Безусловно, до поступления в гимназию. Мне нравилась школа и катание на коньках. Я был близок с моей сестрой Гретой. Она была девчонкой-сорванцом, отчаянная, с упрямыми волнистыми волосами. Человек, за которого она вышла замуж, по имени Сэм Гутфреунд не имел положения, чинил, продавал и играл на скрипке. Он играл не так уж плохо, поскольку Пятигорский заходил в его магазин играть квартеты. Мне он не нравился. Он обладал способностью преподносить пошлости, как жемчужины мудрости. Они, как и многие другие евреи, не покинули Германию, пока эсэсовцы не ворвались в магазин и не разгромили большую часть инструментов.
Между тем убежища для евреев-беженцев были уже редки, но им посчастливилось добраться до Шанхая, где они страдали от зноя и какой-то войны, оттуда — в Израиль, где они страдали от нехватки пищи, пока я, наконец, не помог им вернуться в Штаты, где они страдали из-за языковых трудностей.
Он умер несколько лет назад, но Грета приспособилась. Она очень нервная, болтливая и надоедливая. Тем не менее мы любим друг друга, и она очень гордится тем, что ее брат — "паршивая овца" — стал знаменитым. "Если бы только мама могла это видеть". Она всегда присылает мне самые дорогие и изысканные европейские конфеты.
Мама, действительно, была бы очень горда. Она имела на меня виды, но не как все "еврейские мамаши". Но потом отец промотал все ее деньги, и мы радовались, когда нам хватало еды. Она была хорошей поварихой, но никогда не готовила нам еду. Ее отец был портным и полагая, что ее основа, ее интерес — в искусстве, особенно у нас в театре, был крайне поражен. Она сберегла немного денег, так что у нас было постоянное место в Королевском театре и крыло в Императорской Опере и Театре. Еще она хотела, чтобы я обучался игре на скрипке и плаванию. Но он не давал денег, а она не была в состоянии оплатить скрипку. Только уроки плавания. И я стал настоящей водяной крысой.
Мне не нравилась Эльза, моя старшая сестра. Она всегда цеплялась ко мне, и я чувствовал неудобство в ее присутствии. У нее серьезно болели глаза, и мне совершенно не нравилась мысль, что когда-нибудь, возможно, мне придется за ней ухаживать. Время ее присутствия в моем доме — тяжкие оковы для цыгана.
Когда я услышал о ее смерти в концентрационном лагере, то не слишком опечалился.
— И ты не чувствуешь вины?
— Нет, во мне всегда поднималось возмущение по отношению к ней.
— Что может человек сделать для другого?
— За каждым чувством вины скрыто негодование.
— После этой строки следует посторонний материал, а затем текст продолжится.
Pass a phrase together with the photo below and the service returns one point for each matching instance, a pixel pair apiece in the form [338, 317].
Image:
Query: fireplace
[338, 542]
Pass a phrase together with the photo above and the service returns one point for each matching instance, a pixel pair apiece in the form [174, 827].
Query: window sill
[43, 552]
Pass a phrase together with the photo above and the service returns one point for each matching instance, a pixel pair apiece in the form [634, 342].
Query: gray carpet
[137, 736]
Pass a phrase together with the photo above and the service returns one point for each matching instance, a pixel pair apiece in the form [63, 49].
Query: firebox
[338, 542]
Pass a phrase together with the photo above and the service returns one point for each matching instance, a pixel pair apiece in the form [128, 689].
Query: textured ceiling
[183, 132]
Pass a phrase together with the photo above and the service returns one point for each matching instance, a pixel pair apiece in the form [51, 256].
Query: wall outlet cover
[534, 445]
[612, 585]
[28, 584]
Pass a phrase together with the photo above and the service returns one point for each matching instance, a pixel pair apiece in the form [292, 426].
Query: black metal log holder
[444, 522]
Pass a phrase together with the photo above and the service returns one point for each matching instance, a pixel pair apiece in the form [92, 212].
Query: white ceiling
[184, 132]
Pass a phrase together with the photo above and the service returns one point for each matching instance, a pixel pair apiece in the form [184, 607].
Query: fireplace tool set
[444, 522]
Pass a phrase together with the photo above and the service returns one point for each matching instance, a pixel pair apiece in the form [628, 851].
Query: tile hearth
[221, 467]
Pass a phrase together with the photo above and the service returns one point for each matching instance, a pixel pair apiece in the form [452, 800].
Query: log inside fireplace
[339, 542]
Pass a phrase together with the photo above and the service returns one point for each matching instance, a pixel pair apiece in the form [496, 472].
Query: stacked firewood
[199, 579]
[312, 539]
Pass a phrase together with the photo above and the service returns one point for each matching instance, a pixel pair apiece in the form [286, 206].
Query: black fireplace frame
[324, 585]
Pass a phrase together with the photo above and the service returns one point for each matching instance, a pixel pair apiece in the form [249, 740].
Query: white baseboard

— Как негодование превращается в вину?
— Ты должен принять мои слова. Мне нужно было бы углубиться в типологию для этого.
— Иди, делай это.
— Нет, не хочу.
— Вина и негодование — это эмоции. Как ты избавился от них? Ударяя себя в грудь со словами: "…".
— Нет, это не помогает. Но ты должен получить освобождение, чтобы быть здоровым.
— Разве Фрейд не говорил, что тот человек здоров, кто свободен от тревоги и вины? Ты проводишь терапию. Так объясни.
— Придирки, придирки, придирки.
— Ты не можешь так поступать со мной. Ты забыл — мы одно, и мы играем в игру. Ты медлишь, и я негодую.
— И ты не чувствуешь вины?
— Нет, но ты — должен.
Кажется, благороднее чувствовать вину, чем негодовать, и это придает больше смелости выражать негодование, чем вину. Выражая вину, вы ожидаете умиротворения вашего оппонента, выражая негодование, вы можете возбудить в нем враждебность.
Прочтя этот параграф, я ясно ощутил снова игру в профессора. Я не имел в виду разыгрывание ролей, мне не нравится эта сухость, отсутствие вовлеченности. Я люблю себя много больше, когда думаю и пишу со страстью, когда я могу перевоплощаться.